为了防止“掉电丢失数据”,我们最先想到的是EEPROM,但是若考虑到降低成本和PCB布线的空间,使用CPU内部的FLASH空间来保存数据,是最好的选择。尤其是在STM32芯片上,应用案例还是比较多的。

STM32的FLASH是以半字保存数据的,因此,我们可以将“掉电数据”以双字节为最小存储单位去进行访问。

STM32没有自带 的EEPROM,但是它具有 IAP功能,因此,我们可以把它的 FLASH 当成 EEPROM 来使用。

1、STM32_Internal_FLASH.h文件如下:

#ifndef _STM32_Internal_FLASH_H

#define _STM32_Internal_FLASH_H

#include "stm32f10x.h"

#include "sys.h"

#define STM32_FLASH_BASE_ADDRESS   ( (uint32_t)0x08000000 )

//STM32 FLASH的编程起始地址

#define STM32_FLASH_SIZE           512

//所选STM32FLASH容量大小(单位为K)

#if STM32_FLASH_SIZE<256                //CPUFLASH空间小于256K字节

#define STM_SECTOR_SIZE           1024  //每个扇区为1024个字节

#define STMFLASH_WriteLength_SIZE 512   //每个扇区为512个半字

#define STM32_FLASH_START_ADDRESS  ( (uint32_t)0x0800FC00 )

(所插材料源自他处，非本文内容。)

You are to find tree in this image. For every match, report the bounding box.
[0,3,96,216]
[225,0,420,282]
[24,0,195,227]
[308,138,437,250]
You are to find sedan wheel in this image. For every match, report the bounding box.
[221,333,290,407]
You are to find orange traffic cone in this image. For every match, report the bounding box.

//数据保存到STM32F103C8T6最后一页,即第64,号码为63,页大小为1KB

#else

#define STM_SECTOR_SIZE              2048  //每个扇区为2048个字节

#define STMFLASH_WriteLength_SIZE 1024  //每个扇区为1024个半字

#define STM32_FLASH_START_ADDRESS  ( (uint32_t)0x0807F800 )

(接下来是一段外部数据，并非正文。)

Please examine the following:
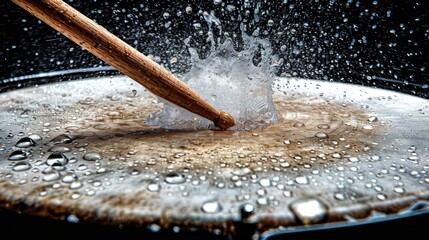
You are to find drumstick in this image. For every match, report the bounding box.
[12,0,235,129]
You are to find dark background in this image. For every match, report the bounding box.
[0,0,429,98]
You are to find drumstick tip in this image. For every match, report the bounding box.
[213,112,235,129]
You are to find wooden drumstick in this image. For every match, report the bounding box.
[11,0,235,129]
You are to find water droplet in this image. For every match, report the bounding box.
[368,116,378,122]
[362,124,374,130]
[334,192,346,201]
[256,197,270,206]
[46,134,73,146]
[165,172,186,184]
[70,193,80,199]
[293,122,305,128]
[12,161,31,172]
[280,162,291,168]
[290,198,327,225]
[317,124,331,129]
[67,214,79,223]
[240,203,255,220]
[295,176,308,185]
[28,134,42,141]
[147,183,161,192]
[201,200,222,213]
[83,152,103,161]
[46,152,69,167]
[393,187,405,194]
[43,170,60,182]
[69,181,82,189]
[259,178,271,187]
[61,173,77,183]
[48,145,71,153]
[283,191,293,198]
[8,150,31,161]
[314,132,328,139]
[376,193,387,201]
[15,137,36,148]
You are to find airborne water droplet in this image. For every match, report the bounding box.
[201,200,222,213]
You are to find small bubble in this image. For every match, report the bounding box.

//数据保存到STM32F103ZET6最后一页,即第256,号码为255,页大小为2KB

#endif

union EEPROM_Uint16_Data_TYPE

{ unsigned char b[2];   //b[1]Data的高8位值相等;b[0]Data的低8位值相等;

  uint16_t Data;

};

union EEPROM_U32_Data_TYPE

{ u8 b[4]; //b[3]Data的高8位值相等;b[0]Data的低8位值相等;

  u32 Data;

};

union EEPROM_FLOAT_DATA_TYPE

{ u8 b[4];   //b[3]float_data的高8位值相等;b[0]float_data的低8位值相等;

  float float_data;

};

union EEPROM_DOUBLE_DATA_TYPE

{ u8 b[8];   //b[7]和float_data的高8位值相等;b[0]和float_data的低8位值相等;

  double float_data;

};

extern void STMFLASH_Read(u32 tReadAddr,u16 *pBuffer,u16 tSize);

extern void IAP_Write_APP_BIN(uint32_t gIAP_FlashAddress,u8 *pBuffer,u16 len);

extern void EEPROM_U16_Data_Write(u16 x,uint32_t addr);

extern u16 EEPROM_U16_Data_Read(uint32_t addr);

extern void EEPROM_U32_Data_Write(u32 x,uint32_t addr);

extern u32 EEPROM_U32_Data_Read(uint32_t addr);

extern void EEPROM_Float_Data_Write(float x,uint32_t addr);

extern float EEPROM_Float_Data_Read(uint32_t addr);

extern void EEPROM_Double_Data_Write(double x,uint32_t addr);

extern double EEPROM_Double_Data_Read(uint32_t addr);

extern void CPU_FLASH_Read_Write_Test(void);

#endif

2、STM32_Internal_FLASH.c文件如下:

#include "STM32_Internal_FLASH.h"

#include "stdio.h"

void STMFLASH_Read(u32 tReadAddr,u16 *pBuffer,u16 tSize);

void IAP_Write_APP_BIN(uint32_t gIAP_FlashAddress,u8 *pBuffer,u16 len);

void EEPROM_U16_Data_Write(u16 x,uint32_t addr);

u16 EEPROM_U16_Data_Read(uint32_t addr);

void EEPROM_U32_Data_Write(u32 x,uint32_t addr);

u32 EEPROM_U32_Data_Read(uint32_t addr);

void EEPROM_Float_Data_Write(float x,uint32_t addr);

float EEPROM_Float_Data_Read(uint32_t addr);

void EEPROM_Double_Data_Write(double x,uint32_t addr);

double EEPROM_Double_Data_Read(uint32_t addr);

void CPU_FLASH_Read_Write_Test(void);

//函数功能:CPUFLASH地址tReadAddr处读取半字(16位数据)

//tReadAddr:CPUFLASH地址(此地址必须为2的倍数!!)

//返回值:返回半字(16位数据)

u16 STMFLASH_ReadHalfWord(u32 tReadAddr)

{

         return *(vu16*)tReadAddr;

}

//CPUFLASH地址tReadAddr处读取tSize个半字(16位数据),保存到首地址为pBuffer的缓冲区中

//tReadAddr:起始地址

//pBuffer:数据指针

//tSize:半字(16)

void STMFLASH_Read(u32 tReadAddr,u16 *pBuffer,u16 tSize)      

{

         u16 i;

         for(i=0;i<tSize;i++)

         {

                   pBuffer[i]=STMFLASH_ReadHalfWord(tReadAddr);

                   //CPUFLASH地址tReadAddr处读取半字(16位数据)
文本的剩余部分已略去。